There is no substitute to a dignified life other than a quality education. This is an undeniable fact that I have repeatedly witnessed all over our disproportioned world. Hence the importance of education in poor areas of the world that CAI gives opportunity and priority. Alhamd’Allah, the 46th CAI donor-sponsored school is identified and funds for construction allocated this holy month. It will be in a very remote village of Somb, 7 hours from Dakar, Senegal. 500 very poor, almost all barefoot, trek to a rickety unstable outdoor school, sit for hours on the dirt floor under a blazing sun for a chance to write and read some words.

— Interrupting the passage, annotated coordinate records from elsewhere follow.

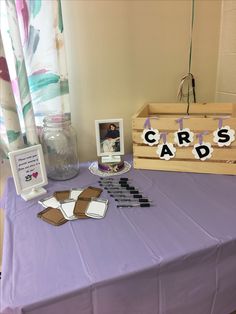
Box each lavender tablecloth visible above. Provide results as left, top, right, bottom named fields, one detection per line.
left=0, top=163, right=236, bottom=314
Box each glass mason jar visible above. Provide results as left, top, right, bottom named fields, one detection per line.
left=41, top=114, right=79, bottom=180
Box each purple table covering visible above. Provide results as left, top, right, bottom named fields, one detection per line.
left=0, top=163, right=236, bottom=314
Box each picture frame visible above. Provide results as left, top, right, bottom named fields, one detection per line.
left=8, top=144, right=48, bottom=201
left=95, top=119, right=124, bottom=161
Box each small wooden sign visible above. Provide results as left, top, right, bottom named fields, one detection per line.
left=8, top=144, right=48, bottom=201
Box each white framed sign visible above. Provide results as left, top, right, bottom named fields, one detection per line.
left=8, top=144, right=48, bottom=201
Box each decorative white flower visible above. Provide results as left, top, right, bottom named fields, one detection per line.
left=141, top=128, right=160, bottom=146
left=174, top=128, right=194, bottom=147
left=192, top=142, right=213, bottom=161
left=213, top=125, right=235, bottom=147
left=156, top=142, right=176, bottom=160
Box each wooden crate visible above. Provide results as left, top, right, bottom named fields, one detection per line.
left=132, top=103, right=236, bottom=175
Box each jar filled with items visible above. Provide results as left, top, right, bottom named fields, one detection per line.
left=41, top=114, right=79, bottom=180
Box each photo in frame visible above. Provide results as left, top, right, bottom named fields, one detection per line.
left=8, top=144, right=48, bottom=201
left=95, top=119, right=124, bottom=157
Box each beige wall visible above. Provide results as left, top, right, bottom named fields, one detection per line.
left=62, top=0, right=221, bottom=161
left=216, top=0, right=236, bottom=103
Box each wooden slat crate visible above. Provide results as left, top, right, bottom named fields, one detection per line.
left=132, top=103, right=236, bottom=175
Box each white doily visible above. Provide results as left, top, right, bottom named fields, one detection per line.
left=89, top=161, right=131, bottom=177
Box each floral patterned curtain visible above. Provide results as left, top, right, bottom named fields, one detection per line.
left=0, top=0, right=70, bottom=157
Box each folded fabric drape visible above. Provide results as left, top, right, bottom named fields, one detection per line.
left=0, top=0, right=70, bottom=157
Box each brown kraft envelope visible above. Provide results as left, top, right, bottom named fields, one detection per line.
left=37, top=207, right=68, bottom=226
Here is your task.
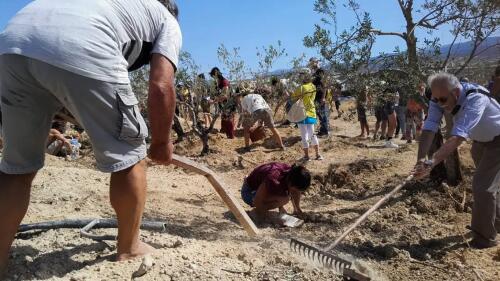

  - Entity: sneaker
[385,140,399,148]
[469,238,498,249]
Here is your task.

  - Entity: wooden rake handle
[172,154,259,236]
[324,175,413,252]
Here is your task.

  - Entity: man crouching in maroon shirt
[241,162,311,222]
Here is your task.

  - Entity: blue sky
[0,0,464,74]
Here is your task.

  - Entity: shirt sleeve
[151,14,182,69]
[291,86,302,102]
[451,93,489,139]
[264,170,279,194]
[241,97,251,113]
[422,101,443,133]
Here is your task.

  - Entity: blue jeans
[396,105,406,136]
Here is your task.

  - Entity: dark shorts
[243,109,274,129]
[375,106,388,122]
[357,105,366,122]
[384,101,396,116]
[200,99,210,113]
[241,181,257,207]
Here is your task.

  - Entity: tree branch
[370,29,406,39]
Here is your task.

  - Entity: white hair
[427,72,461,91]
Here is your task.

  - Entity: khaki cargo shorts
[243,109,274,129]
[0,55,148,174]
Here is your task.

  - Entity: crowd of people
[0,0,500,274]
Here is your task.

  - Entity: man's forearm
[432,136,464,166]
[417,130,436,160]
[148,83,175,143]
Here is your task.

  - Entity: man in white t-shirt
[240,91,285,150]
[0,0,182,271]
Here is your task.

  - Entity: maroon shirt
[246,162,291,196]
[217,78,230,90]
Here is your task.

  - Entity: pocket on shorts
[116,87,148,141]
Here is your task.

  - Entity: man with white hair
[0,0,182,275]
[414,73,500,249]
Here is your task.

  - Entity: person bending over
[241,162,311,222]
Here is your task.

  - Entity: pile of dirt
[309,159,392,200]
[6,112,500,281]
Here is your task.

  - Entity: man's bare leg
[380,120,388,138]
[271,128,285,149]
[243,126,250,148]
[358,121,366,138]
[387,113,397,138]
[110,161,154,261]
[0,172,36,278]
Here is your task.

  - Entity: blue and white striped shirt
[423,83,500,142]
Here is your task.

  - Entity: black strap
[465,88,491,97]
[451,88,491,115]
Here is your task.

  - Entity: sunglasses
[431,97,448,104]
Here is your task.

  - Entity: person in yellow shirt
[291,69,323,161]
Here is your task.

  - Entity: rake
[290,175,413,274]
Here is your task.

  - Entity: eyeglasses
[431,97,448,104]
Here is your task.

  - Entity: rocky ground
[2,105,500,280]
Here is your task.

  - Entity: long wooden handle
[172,154,259,236]
[324,175,413,252]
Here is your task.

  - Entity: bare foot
[116,241,155,261]
[0,264,7,280]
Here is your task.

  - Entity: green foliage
[217,44,246,83]
[175,51,200,87]
[304,0,499,98]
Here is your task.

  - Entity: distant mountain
[269,36,500,76]
[440,36,500,60]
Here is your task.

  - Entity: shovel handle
[324,175,413,252]
[172,154,259,236]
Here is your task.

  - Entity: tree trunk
[200,129,210,156]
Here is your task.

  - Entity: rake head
[290,238,352,274]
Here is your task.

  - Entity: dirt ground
[0,105,500,281]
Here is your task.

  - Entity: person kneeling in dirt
[414,73,500,249]
[241,162,311,221]
[240,91,285,150]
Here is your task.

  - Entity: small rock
[132,255,153,278]
[411,214,422,221]
[24,256,33,263]
[172,240,182,248]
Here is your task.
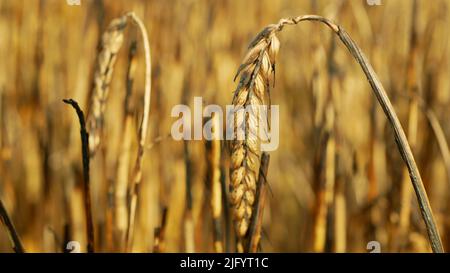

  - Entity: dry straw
[234,15,444,252]
[230,22,279,252]
[87,12,151,249]
[87,16,127,156]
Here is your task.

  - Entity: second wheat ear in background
[230,15,444,252]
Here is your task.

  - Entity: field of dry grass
[0,0,450,252]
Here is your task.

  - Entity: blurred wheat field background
[0,0,450,252]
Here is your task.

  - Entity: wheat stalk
[236,15,443,252]
[230,22,279,252]
[206,112,224,253]
[126,12,152,249]
[87,16,127,156]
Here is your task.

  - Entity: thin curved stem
[276,15,444,253]
[126,12,152,250]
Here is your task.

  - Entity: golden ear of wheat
[88,16,127,155]
[230,25,280,249]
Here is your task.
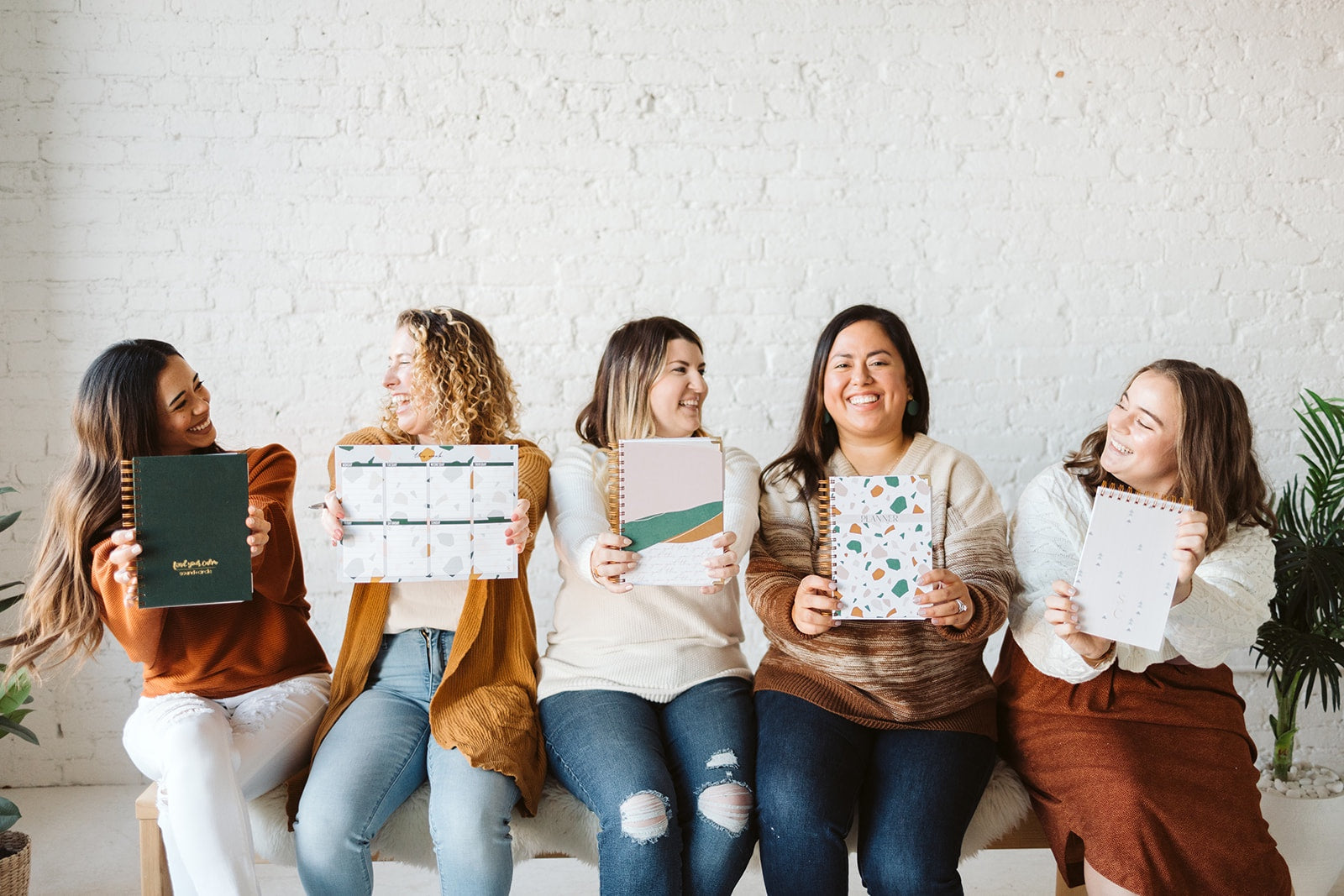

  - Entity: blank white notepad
[1074,486,1189,650]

They will, in a few months insha’Allah, be sitting on desks in a modern classroom, and hopefully become better and productive humans to their beings, their families, their nations and the wider world. I get no better feeling of gratitude and joy that Allah has granted CAI this wonderful opportunity to serve mankind.

Four more schools and my earnest prayers for 50 CAI sponsored worldwide schools in my lifetime will be fulfilled, insha’Allah. Statistically, this feat, if achieved insha’Allah, would be mind-blowing. Imagine, an average of 25,000 poor children would be attending a CAI donor-funded school every day. Even if 10% of these children make it to college or university and graduate, the possibilities of them leaving a positive footprint of their lives in this crazy dunia of ours would be a prayer come true. There is nothing that Allah would want more from us, would He? What bounties of Allah can we deny?